第55話『夢だと分かっているけれど。』

「痛ぇ……」


 5月27日、月曜日。

 目を覚まして最初に感じたのはガンガンと響く頭痛。その後、全身に寒気が走る。額や胸元を触ってみると……普段と比べてかなり熱い。これは完全に、


「風邪引いちゃったなぁ……けほっ」


 ううっ、喉の調子も悪い。

 昨日、新曲を作り終わったときに頭が痛かった。あのときは既に風邪の引き始めだったのかもしれない。

 土曜は夜遅くまで作業していたし、昨日は朝から夕方までバイトがあったので、疲れが溜まってしまったのだろう。先週は高校最初の定期試験もあったし。
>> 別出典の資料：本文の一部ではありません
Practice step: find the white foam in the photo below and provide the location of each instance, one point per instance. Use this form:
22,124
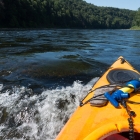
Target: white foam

 ベッドから出て、ゆっくりと立ち上がってみると……か、体が重い。

 何とかして1階のリビングへ行き、ソファーに横になりながら熱を測る。


「さ、39度4分か……」

「今日は学校を休みなさい、悠真。あと、今日ってバイトはあるのか?」

「……ない。明日はあるけど……」

「私、今日は大学休むっ! お姉ちゃんが看病するからね、ユウちゃん!」

「今日はパートないし、お母さんが看病するから大丈夫よ。だから、芹花はちゃんと大学に行きなさい」

「……うん」


 芹花姉さん、物凄く心配そうにしている。昔は俺が体調を崩すと「学校休む!」と駄々をこねることもあったので、その頃に比べれば成長している。


「悠真、9時過ぎに病院に行こうか。それまではとりあえず寝ていなさい。学校にはお母さんが連絡しておくから」

「……分かった。ありがとう」


 一応、俺からもLIMEで福王寺先生にメッセージを送っておくか。あと、高嶺さん達にも休むって連絡しておこう。

 芹花姉さんに肩を貸してもらって、俺は自分の部屋に戻った。ベッドで横になると、少しは体が楽になるな。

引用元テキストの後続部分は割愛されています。